# odd--wheels slipping at one place



## lownote (Jan 3, 2008)

I'm finalizing a layout expansion that includes--I couldn't avoid it--a 5% grade. I run a new aristo Pacific, usually pulls three or four heavyweights, it makes it fine. And a Bachman Annie, usually pulls three Bachmann J&S cars with no problem. I have an Aristo Mikado that slips when it pulls 12 freight cars (all metal wheels). But it always slips at the same place 
The grade begins on a 3 foot section of Split-Jaw "walk on" railbed--that's where the slip happens 

The wheels on the Mikado, but not the pacific or the Annie, slip when they are on the walk on railbed. They don't slip when they get past the walk on, even though the same five percent grade continues. The Mikado is also inclined to slip on a second piece of walk on railbed which is dead level. 
So why is it slipping here? At first I assumed it was the smaller Mikado drivers coming off the track because the grade was too sharp--in other words, that it was on the rails at the pilot and trailing trucks, but not under the drivers. I went out and carefully leveled and supported the railbed--still slipping. The place where it started to slip did change as I moved the supports around. But the walk on is much better leveled, and much more even, than other places on regular track at the same grade where it doesn't slip. Maybe the wheel treads are resting partly on the plastic bed, and not on the rail? It doesn't look like it 

Any ideas? 

here's a picture of the problem area: 



It's on the lower right side


----------



## Torby (Jan 2, 2008)

Hmm... Is the plastic above the rails so the wheels are lifting off the brass?


----------



## lownote (Jan 3, 2008)

I'm checking that next!


----------



## jimtyp (Jan 2, 2008)

My guess would be the flanges are hitting the plastic, as you said, thus raising the drivers just a tad, enough to not get a good grip.


----------



## Torby (Jan 2, 2008)

Perhaps more likely than my guess.


----------



## Semper Vaporo (Jan 2, 2008)

Could it be the track sags in the middle of that section slightly, in combination with the Mike having a bit too much support from the leading and trailing wheels?


----------



## lownote (Jan 3, 2008)

That's a good guess too--I spent a lot of time today trying to make sure that wasn't happening and I think I go it levl and well supported


----------



## bobgrosh (Jan 2, 2008)

flanges are too tall. they are riding on the grey plastic in the bottom of the flangeway.


----------



## Paul Norton (Jan 8, 2008)

Four things to check: 
1. Are the grooves too shallow and lifting the wheels off the track? 
2. Is the gauge of the center section too wide and creating drag on the back of the wheels? 
3. Is the track gauge too narrow and creating drag? 
4. Is the center section too high and creating drag or lifting the motor block?


----------



## Richard Smith (Jan 2, 2008)

Check to see if all the drivers are making rail contact at that point. Try slipping a piece of paper between each wheel and the rail. A slight dip in the track and/or slightly different height on middle drivers could mean that your 2-8-2 is only a 2-4-2 at that point.


----------



## lownote (Jan 3, 2008)

Thanks everyone--I used a dremel router to deepen the flangeways and take a little material off the plastic close to the top of the rail--that seems to have made a very big difference. The Mikado pulled the same consist it was failing to pull earlier


----------



## Trains (Jan 2, 2008)

Sounds like A#1 and Old Cigarette greased the rail!


----------



## Guest (May 1, 2008)

nearly every possibility named allready, i see just one more possibility. 
might the material of the rails of the "walk-ons" be harder, i.e. with a less "rough" railhead, than the rest of the track? 
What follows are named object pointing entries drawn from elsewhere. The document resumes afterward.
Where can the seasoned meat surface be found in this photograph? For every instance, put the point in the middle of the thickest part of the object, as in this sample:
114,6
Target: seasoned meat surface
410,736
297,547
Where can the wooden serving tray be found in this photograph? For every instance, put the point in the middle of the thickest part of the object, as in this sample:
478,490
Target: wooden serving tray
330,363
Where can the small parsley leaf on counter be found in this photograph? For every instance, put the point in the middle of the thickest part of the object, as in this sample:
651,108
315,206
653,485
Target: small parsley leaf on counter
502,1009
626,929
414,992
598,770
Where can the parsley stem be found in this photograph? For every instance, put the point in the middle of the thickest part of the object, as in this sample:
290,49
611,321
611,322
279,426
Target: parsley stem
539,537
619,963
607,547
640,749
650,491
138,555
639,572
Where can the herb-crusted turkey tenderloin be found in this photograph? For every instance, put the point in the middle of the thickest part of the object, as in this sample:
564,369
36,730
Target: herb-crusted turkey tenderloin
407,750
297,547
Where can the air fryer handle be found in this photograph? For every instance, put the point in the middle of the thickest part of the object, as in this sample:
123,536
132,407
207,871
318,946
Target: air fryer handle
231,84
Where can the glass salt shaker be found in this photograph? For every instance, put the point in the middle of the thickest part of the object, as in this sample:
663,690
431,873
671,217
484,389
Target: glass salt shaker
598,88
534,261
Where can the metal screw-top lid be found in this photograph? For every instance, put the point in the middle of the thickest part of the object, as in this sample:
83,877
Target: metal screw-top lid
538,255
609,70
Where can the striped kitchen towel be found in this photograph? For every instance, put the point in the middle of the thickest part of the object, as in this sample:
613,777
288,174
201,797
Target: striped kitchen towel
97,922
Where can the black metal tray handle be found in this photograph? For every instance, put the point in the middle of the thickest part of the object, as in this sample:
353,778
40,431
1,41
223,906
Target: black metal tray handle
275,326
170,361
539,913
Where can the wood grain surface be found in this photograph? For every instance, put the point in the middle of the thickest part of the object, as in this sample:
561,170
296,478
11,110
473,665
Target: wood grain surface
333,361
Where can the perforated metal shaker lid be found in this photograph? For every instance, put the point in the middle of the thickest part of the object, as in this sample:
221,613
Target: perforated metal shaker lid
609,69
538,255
on my last layout i could better traction on grades by using sanding paper on the railheads. but not rubbing in the direction, the rails are laid, but sideways.


----------



## Greg Elmassian (Jan 3, 2008)

So, the problem was solved by deepening the flangeways and trimming the plastic outboard of the railhead. 

Any idea WHICH of these was the problem? 

I was considering buying some of this from SJ, and I am now having serious second thoughts! I don't want to pay a lot of money for 50 feet of this stuff only to have to hand-finish it! 

(Do you have any way to measure the flangeway depth on an un-modified piece?) 

Regards, Greg


----------



## lownote (Jan 3, 2008)

I think it was deepening the flangeways that did it, but it also seems more prone to bellying on a grade. It'a clearly not meant to go on a grade and supporting it well has helped. 

I have a venier caliper and I'll try tomorrow to get a flangeway depth measurement. I have another unmodified piece that's level. 

I noticed that at the factory they had already adjusted the depth of the plastic not on the flangeway side, but on the other side. I also noticed that in a couple places the plastic was still VERY close to the level of the top of the rail 

It's good for walking on, works well.I use a stiff broom to clear tiny pebbles, maple seeds, etc. from the flangeways. One thing they di not do that IMHO would have been smart was cut a channel in the bottom for running wires. I cut one myself on a table saw


----------



## Greg Elmassian (Jan 3, 2008)

Thanks! 

Looking forward to a measurement, that will save a lot of grief. 

I wonder if besides the wire channel, having some drain holes in the bottom of the flangeway would not be a good idea? 

I might email them after I get your data and see if suggestions are appreciated. 

Regards, Greg


----------



## Dan Pierce (Jan 2, 2008)

I had couplers hitting on the Aristocraft version. To fix mine, I removed the rails and added washers under the rails and now all rolling stock goes through much better. 

The rails on the Arsito were below the level of the plastic. raising the rails fixed all the problems.


----------